We take the cold water out of that layer, run it into the datacenter for cooling, and then return the pumped hot water layer, which we create a pond 120 yards away from the aquifer. And there it will stay until the climate (season) changes. When the water cools down naturally, we put it back into the cold water layer. This way we don't impact the natural condition of the water source.
In deep lakes, after using the water to cool the datacenter, you just can't pump the hot water back into the lake. There are ASHRAE standards TC9.9 to follow. That means the datacenter has to be as close to the lake as possible.
The American Society of Heating, Refrigeration, and Air-Conditioning Engineers (ASHRAE) in 2011 published its Thermal Guidelines for Data Processing Environments--Expanded Datacenter Classes and Usage Guidance.
There are mission critical facilities to be more sustainable. Can we use less electronic equipment? Can we use seawater? What about tap water at the local level? Whatever water is used it must be done in a sustainable way. Change the types of spraying from in the coil to outside the coil, and we get very low water usage.

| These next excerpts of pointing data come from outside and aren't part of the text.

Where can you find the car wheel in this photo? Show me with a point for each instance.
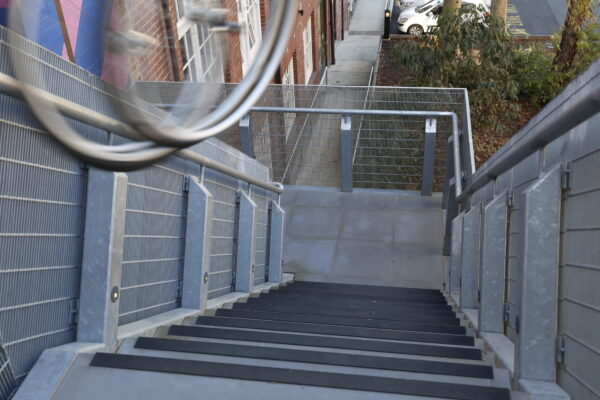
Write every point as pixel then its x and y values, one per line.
pixel 415 30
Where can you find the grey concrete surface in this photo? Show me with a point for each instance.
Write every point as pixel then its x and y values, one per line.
pixel 389 238
pixel 92 383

Mr. Coors said Interxion looked at geothermal wells. "But they come not without risk. When drilling a geothermal well down 5,000 feet below grade in Basel, Switzerland, it created an earthquake." The $60 million project to tap into the hot bedrock beneath Basel, he referred to, was shutdown permanently in December 2009. There is also a new study out from UC Santa Cruz on the same earthquake issue with CalEnergy geothermal drilling.
"Interxion builds three different types of datacenters. Colocation switchbox with 10-20 MW IT load and 10-20 MW of heat. Then there are the big ones with 80-100 MW datacenters. And the small corporate datacenters that only require 1-5 MW of energy," he explained.

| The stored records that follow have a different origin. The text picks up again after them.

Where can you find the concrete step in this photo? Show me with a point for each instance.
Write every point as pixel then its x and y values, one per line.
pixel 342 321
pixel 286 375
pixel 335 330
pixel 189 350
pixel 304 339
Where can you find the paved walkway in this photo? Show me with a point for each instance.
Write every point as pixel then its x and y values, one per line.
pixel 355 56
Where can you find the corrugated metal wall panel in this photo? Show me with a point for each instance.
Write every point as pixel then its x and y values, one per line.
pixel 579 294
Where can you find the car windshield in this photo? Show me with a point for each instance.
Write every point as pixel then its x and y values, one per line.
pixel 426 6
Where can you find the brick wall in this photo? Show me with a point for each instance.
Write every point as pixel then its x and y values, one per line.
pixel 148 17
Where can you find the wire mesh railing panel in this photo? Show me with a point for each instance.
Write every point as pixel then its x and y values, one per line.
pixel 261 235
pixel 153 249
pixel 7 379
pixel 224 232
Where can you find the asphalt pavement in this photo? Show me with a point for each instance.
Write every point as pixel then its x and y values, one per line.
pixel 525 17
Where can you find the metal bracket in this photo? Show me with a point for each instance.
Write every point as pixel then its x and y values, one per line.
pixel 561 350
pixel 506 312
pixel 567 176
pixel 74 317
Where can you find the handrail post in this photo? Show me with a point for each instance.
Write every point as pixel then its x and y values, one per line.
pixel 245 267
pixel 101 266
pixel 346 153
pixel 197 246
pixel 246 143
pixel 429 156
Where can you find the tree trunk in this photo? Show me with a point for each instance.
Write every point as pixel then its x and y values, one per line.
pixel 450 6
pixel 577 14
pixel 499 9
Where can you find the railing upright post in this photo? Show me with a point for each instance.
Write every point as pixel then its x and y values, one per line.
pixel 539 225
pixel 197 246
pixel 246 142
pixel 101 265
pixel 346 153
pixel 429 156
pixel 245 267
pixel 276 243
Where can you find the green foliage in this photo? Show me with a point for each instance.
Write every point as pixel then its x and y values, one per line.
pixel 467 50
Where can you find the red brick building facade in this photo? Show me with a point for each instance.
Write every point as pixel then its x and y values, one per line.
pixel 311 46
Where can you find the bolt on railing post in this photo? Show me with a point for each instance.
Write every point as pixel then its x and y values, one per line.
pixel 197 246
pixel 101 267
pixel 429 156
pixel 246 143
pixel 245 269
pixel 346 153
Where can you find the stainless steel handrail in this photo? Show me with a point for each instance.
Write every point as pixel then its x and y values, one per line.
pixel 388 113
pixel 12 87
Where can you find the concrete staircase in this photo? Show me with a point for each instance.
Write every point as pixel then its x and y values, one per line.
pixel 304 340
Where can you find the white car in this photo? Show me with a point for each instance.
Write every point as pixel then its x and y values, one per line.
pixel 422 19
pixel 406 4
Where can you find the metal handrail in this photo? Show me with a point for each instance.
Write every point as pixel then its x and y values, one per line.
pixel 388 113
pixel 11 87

Interxion, like other cloud providers, gets together to share and collaborate on ideas. "We look to work together internationally on energy topics. There's a lot of good international cooperation. It brings more value to our customers, to do it in an open source way," he said.

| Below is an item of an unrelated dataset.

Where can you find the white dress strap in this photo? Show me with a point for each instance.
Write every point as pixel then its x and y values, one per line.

Open source, from software to society, is the standard European model.
Growing Their Cloud Footprint
On the client side, J.F. van der Zwet said Interxion was the first European cloud provider to do an IPO in 2011. "Datacenters and the storage and security of data differ in each country. You need to be a local provider, understand the local culture, as much as the rules and regulations. We just opened datacenters in Frankfurt and Copenhagen," van der Zwet said.
In Europe, Interxion sees itself as unique: "We have our own design and engineering team. We have a team in the datacenters. Our design-build approach to development seeks to evolve datacenter knowledge, while continuously improving technologies to find ways to become more green. To date, our datacenters have never gone dark," Mr. van der Zwet said.
On the misperception of the EU being one Europe, he replied: "Regarding data privacy aspects, Europe is not one market. Each counter has its own data privacy rules, which are controlled and enforced locally. Private sensitive information is stored within a country's borders. In Switzerland, there are proximity issues within the each states' borders."
Interxion is looking at system integrators to provide direct access to the enterprises, which are siloed. "We understand Europe. We come up with similar services across the different markets. This allow us to be a big accelerator in Europe," van der Zwet said.